La cumbre evidenció, sin embargo, la intención de ambas potencias de mejorar la cooperación económica. Trump resaltó avances en acuerdos comerciales, aunque las diferencias sobre tecnología y seguridad regional permanecen sin resolver. A pesar de las fricciones, el diálogo entre ambos líderes mostró señales de posible acercamiento en ciertos ámbitos.
Las tensiones en torno a Taiwán son un tema sensible que afecta no solo a China y a Estados Unidos, sino que también repercute en toda la región Asia-Pacífico.

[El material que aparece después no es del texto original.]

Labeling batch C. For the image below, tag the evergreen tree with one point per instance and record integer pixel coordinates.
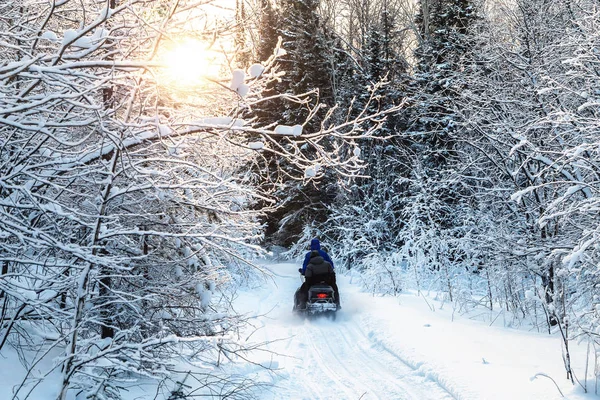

La advertencia a Taiwán busca evitar un escenario de escalada política y militar que pueda desestabilizar la zona, en un contexto donde Pekín considera a la isla como parte inseparable de su territorio.
Además del intercambio sobre Taiwán y comercio, ambos mandatarios discutieron opciones para restablecer la estabilidad en puntos estratégicos globales, incluyendo el estrecho de Ormuz. La diplomacia entre China y Estados Unidos se mantiene atenta a las múltiples variables que influyen en la seguridad y economía global.